I'm six months into making a conscious effort to become a writer. I have found that I really struggle to actually get any writing done. This produces a great deal of panic or guilt, depending on the day. I complain to very few people about this because A. I haven't shared with very many people that I'm trying to make a career change and B. to those that I have, I'm embarrassed. Because, really, how hard is it to sit down and type? One person in particular, who has had the 'privilege' of hearing me complain, has suggested that I look at my behaviors. When he first said this I immediately balked. My lack of writing had nothing to do with my behaviors. It has everything to do with the demands on my time and I rattled off the names of my three kids, my husband and 'the house.' I may have even thrown the dog's name in there. But his observation stayed with me.
I started to read more blogs and articles that talked about writing practices, the best/worst writing advice, how they made the transition from X career to writing, how they juggle competing demands. I felt very relieved to see that many have the same struggles and fears that I do. But what really got me to think about looking at my behaviors was how dedicated writers made the time to write. That's what sets them apart from me and when the proverbial light bulb went off over my head. It IS my behaviors. It is me not taking the 10 minutes here, sneaking 20 minutes there. It is me putting the 'if I can't have at least an hour of solid writing time I'm not going to do it' wall. It's allowing what I call "Writer's ADHD" rule when I do sit down to write: re-reading what I've written, re-writing, looking things up on the fly, checking in on the author/writing websites I have bookmarked, starting a new novel for the latest idea I had that morning in the shower.
So this week is Spring Break for my kids. We made plans back in the middle of frigid February to get the heck out of NY for this week. We rented a house right on the ocean…it's beautiful and very restful (and warm!!). I brought my lap top and told myself that I was going to write 1,000 words a day while we were here. Of all the story ideas I have started, there is one in particular that is jumping up and down, arms waving, saying "Pick me!" And I've done it.
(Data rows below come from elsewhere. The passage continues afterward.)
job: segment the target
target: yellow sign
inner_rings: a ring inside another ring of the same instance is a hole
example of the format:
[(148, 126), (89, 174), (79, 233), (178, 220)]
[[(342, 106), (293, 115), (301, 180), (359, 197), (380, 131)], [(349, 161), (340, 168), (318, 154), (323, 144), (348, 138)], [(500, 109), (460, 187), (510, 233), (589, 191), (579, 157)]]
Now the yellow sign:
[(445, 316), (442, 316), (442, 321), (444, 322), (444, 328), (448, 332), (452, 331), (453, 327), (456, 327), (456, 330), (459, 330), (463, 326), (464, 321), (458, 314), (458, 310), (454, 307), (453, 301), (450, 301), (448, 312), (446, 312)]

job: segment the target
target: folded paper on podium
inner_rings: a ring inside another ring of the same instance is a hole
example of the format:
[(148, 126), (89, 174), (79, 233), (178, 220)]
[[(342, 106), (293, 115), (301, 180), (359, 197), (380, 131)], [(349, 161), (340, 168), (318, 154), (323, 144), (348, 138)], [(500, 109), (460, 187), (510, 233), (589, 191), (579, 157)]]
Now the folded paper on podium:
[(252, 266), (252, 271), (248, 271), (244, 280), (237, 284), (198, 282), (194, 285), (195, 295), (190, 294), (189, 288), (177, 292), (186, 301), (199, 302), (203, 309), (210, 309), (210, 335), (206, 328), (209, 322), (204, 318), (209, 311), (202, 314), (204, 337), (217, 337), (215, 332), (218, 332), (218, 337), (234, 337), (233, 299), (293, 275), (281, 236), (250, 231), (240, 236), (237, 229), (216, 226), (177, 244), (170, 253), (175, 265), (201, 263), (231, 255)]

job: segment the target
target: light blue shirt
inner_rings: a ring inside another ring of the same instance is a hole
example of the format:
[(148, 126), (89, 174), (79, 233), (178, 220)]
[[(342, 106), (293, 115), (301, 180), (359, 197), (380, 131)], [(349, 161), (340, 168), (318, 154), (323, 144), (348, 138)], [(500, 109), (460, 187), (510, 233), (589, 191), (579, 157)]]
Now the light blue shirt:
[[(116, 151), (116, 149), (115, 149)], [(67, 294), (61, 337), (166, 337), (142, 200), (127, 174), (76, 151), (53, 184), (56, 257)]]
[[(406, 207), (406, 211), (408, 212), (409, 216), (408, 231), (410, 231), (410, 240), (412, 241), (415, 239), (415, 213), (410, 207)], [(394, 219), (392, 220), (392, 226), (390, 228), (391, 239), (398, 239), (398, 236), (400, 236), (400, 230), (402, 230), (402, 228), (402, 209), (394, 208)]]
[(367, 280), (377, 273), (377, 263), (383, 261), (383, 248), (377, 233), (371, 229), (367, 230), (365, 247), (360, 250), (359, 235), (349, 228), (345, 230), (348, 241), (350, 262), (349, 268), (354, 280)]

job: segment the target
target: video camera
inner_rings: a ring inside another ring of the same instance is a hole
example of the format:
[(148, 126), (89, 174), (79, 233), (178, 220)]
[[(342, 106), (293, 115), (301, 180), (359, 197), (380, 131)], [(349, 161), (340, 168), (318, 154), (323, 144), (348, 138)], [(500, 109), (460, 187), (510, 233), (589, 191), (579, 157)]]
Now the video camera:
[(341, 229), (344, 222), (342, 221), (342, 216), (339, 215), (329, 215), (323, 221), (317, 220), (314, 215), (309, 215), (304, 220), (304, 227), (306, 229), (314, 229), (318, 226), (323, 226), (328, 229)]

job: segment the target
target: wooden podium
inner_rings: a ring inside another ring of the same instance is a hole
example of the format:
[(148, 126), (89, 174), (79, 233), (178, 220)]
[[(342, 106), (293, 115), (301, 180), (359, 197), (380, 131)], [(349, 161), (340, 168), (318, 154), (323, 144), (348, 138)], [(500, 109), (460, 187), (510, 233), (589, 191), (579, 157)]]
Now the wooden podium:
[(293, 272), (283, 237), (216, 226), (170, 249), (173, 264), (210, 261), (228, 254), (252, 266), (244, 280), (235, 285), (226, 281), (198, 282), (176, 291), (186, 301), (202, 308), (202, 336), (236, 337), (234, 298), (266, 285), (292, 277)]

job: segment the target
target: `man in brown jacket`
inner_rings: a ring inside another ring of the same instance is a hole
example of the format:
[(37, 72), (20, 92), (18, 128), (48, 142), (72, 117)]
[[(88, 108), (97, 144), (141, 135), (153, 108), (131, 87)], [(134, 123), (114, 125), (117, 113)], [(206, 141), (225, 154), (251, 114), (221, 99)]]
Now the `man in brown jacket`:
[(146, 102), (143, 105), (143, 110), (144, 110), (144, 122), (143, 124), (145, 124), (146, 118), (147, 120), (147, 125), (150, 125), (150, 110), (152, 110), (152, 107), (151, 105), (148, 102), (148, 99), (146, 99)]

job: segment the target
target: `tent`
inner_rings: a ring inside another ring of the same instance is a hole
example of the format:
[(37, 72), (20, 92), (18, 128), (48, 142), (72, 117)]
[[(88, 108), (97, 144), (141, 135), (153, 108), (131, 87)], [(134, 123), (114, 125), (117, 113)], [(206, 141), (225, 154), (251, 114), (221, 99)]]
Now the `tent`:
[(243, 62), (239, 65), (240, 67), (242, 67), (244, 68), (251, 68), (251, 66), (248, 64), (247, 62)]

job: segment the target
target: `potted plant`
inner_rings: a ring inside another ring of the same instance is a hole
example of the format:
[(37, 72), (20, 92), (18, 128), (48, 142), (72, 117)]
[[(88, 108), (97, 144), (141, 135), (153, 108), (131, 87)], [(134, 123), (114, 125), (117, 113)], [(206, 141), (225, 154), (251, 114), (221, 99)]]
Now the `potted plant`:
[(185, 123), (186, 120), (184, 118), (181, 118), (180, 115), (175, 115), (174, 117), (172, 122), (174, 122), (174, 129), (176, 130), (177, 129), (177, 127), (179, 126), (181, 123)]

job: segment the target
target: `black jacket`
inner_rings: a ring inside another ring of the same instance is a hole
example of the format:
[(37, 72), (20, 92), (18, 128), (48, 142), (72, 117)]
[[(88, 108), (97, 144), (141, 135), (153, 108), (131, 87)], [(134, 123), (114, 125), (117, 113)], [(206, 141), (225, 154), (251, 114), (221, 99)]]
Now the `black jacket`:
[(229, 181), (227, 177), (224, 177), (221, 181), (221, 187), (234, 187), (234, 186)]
It helps (a lot) that I don't have all the responsibilities I do if I was home. But when my husband offers to take the youngest to the beach I let him. When said child is crying I don't run to intercede. I let my husband or his sisters handle it. My daughters entertain themselves. Dinners are quick and easy. I am looking at websites as I drink coffee in the morning. I am not trying to write the story perfectly the first time around. I'm just letting it out as it comes to me.
I want to be able to say that I'm a dedicated writer. I recognize it is easy to start these new behaviors in this less demanding environment. The trick will be if I can practice them when I get back to the (hopefully warmer) real world.